Call center, a rischio 80mila posti di lavoro

da Milano

«Siamo contenti perchè il responso degli ispettori del lavoro è frutto dell’esposto che il collettivo di Atesia ha presentato lo scorso anno». Lo spiegano i lavoratori del gruppo Atesia dopo la richiesta dell'Ispettorato del Lavoro alla società, maggiore gestore di call center in Italia, di assumere tutti i lavoratori a progetto, ossia 3.200 persone. La mossa fa discutere e secondo il presidente dell’associazione di categoria Assocontact Umberto Costamagna se l’iniziativa fosse estesa in tutta Italia «si minerebbe l'intero settore, mettendo in ginocchio le aziende e obbligandole a fare a meno di 50-60 mila collaboratori e mettendo a rischio altri 20-30 mila addetti assunti a tempo indeterminato». Il presidente dell’associazione delle società di call center è preoccupato e non lo nasconde. «La posizione assunta dall'Ispettorato - ha spiegato Costamagna - è in palese controtendenza con la circolare varata tempo fa da ministro del Lavoro Cesare Damiano. Una circolare che aveva messo in piedi un confronto fra il Ministero, le aziende ed i sindacati. Il nostro è un settore che impiega 250 mila operatori, di cui circa 1/3, cioè 80 mila, in outsourcing. È un comparto con un fatturato stimabile in 600 milioni di euro, che negli ultimi anni è cresciuto, ha creato occupazione, soprattutto nel Mezzogiorno e fra le donne. Ma vive di commesse, magari di pochi giorni, settimane o mesi. A volte con contratti di 1 anno. Abbiamo bisogno di sana flessibilità». Intanto il ministro del lavoro Damiano ha spiegato che «il ministero agirà sulle indicazioni contenute nella circolare. Dal 15 settembre partiranno le ispezioni di accompagnamento - ha annunciato - per spiegare alle imprese quali sono i nostri intendimenti.
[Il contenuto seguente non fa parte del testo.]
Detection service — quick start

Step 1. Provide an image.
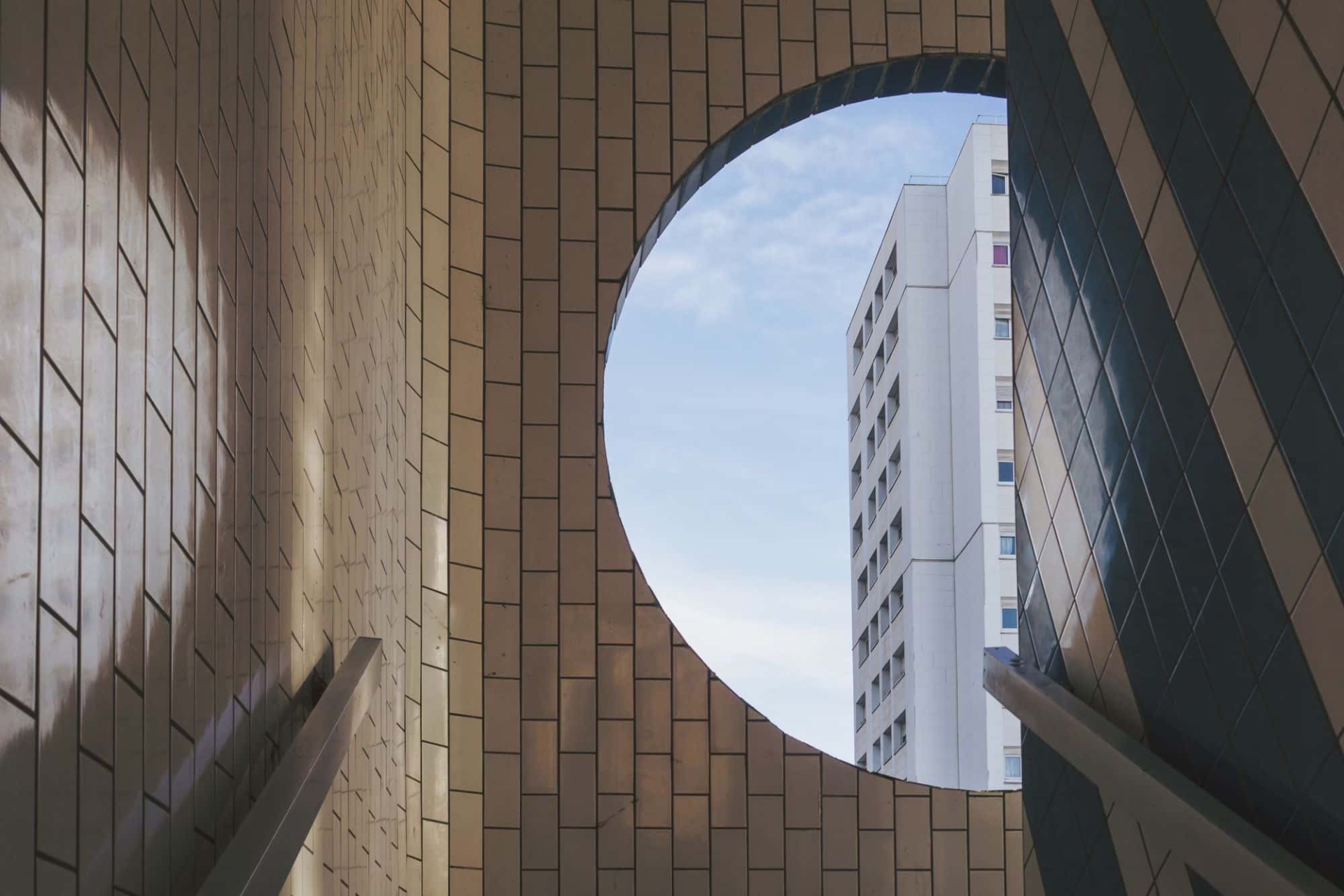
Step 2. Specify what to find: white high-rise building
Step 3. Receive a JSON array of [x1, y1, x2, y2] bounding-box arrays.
[[847, 121, 1021, 790]]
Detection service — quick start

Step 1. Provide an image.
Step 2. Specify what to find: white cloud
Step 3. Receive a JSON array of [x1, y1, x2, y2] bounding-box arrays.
[[639, 564, 852, 759], [603, 97, 1001, 757]]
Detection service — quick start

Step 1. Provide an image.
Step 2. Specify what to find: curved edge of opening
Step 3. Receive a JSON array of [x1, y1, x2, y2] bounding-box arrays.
[[606, 54, 1008, 349], [598, 52, 1018, 794]]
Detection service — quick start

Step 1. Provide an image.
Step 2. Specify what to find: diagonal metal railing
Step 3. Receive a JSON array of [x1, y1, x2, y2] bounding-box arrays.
[[985, 648, 1344, 896], [197, 638, 383, 896]]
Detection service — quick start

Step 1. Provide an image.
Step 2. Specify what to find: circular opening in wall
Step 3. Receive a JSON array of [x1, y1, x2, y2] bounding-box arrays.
[[603, 87, 1008, 772]]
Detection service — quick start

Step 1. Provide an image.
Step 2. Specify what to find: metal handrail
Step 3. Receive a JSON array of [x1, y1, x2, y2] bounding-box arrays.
[[197, 638, 383, 896], [983, 648, 1340, 896]]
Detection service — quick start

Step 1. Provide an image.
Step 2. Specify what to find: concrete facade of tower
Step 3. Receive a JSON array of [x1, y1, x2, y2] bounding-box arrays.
[[846, 121, 1021, 790]]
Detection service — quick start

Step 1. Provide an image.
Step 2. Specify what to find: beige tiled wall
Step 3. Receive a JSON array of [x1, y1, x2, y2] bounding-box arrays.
[[0, 0, 403, 895], [406, 0, 1021, 896], [0, 0, 1023, 896]]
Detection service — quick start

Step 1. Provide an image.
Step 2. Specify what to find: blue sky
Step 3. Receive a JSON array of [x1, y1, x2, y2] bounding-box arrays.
[[605, 94, 1004, 759]]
Tutto ciò che è lavoro subordinato va classificato in questo modo: quindi tutto quello che è lavoro a progetto e ricade nella normativa del lavoro subordinato dovrà essere trasformato». Il ministero stesso ha assunto i 15 lavoratori del suo call center con contratto a tempo indeterminato.
Intanto il Cub, Confederazione Unitaria di Base del Lazio, contesta l'atteggiamento di Cgil, Cisl e Uil perchè «hanno consentito, con i loro accordi, che in tutti questi anni nascesse l'impero dei call-center».

Ora si attende la manifestazione del 9 settembre dove si riuniranno tutti i lavoratori della categoria.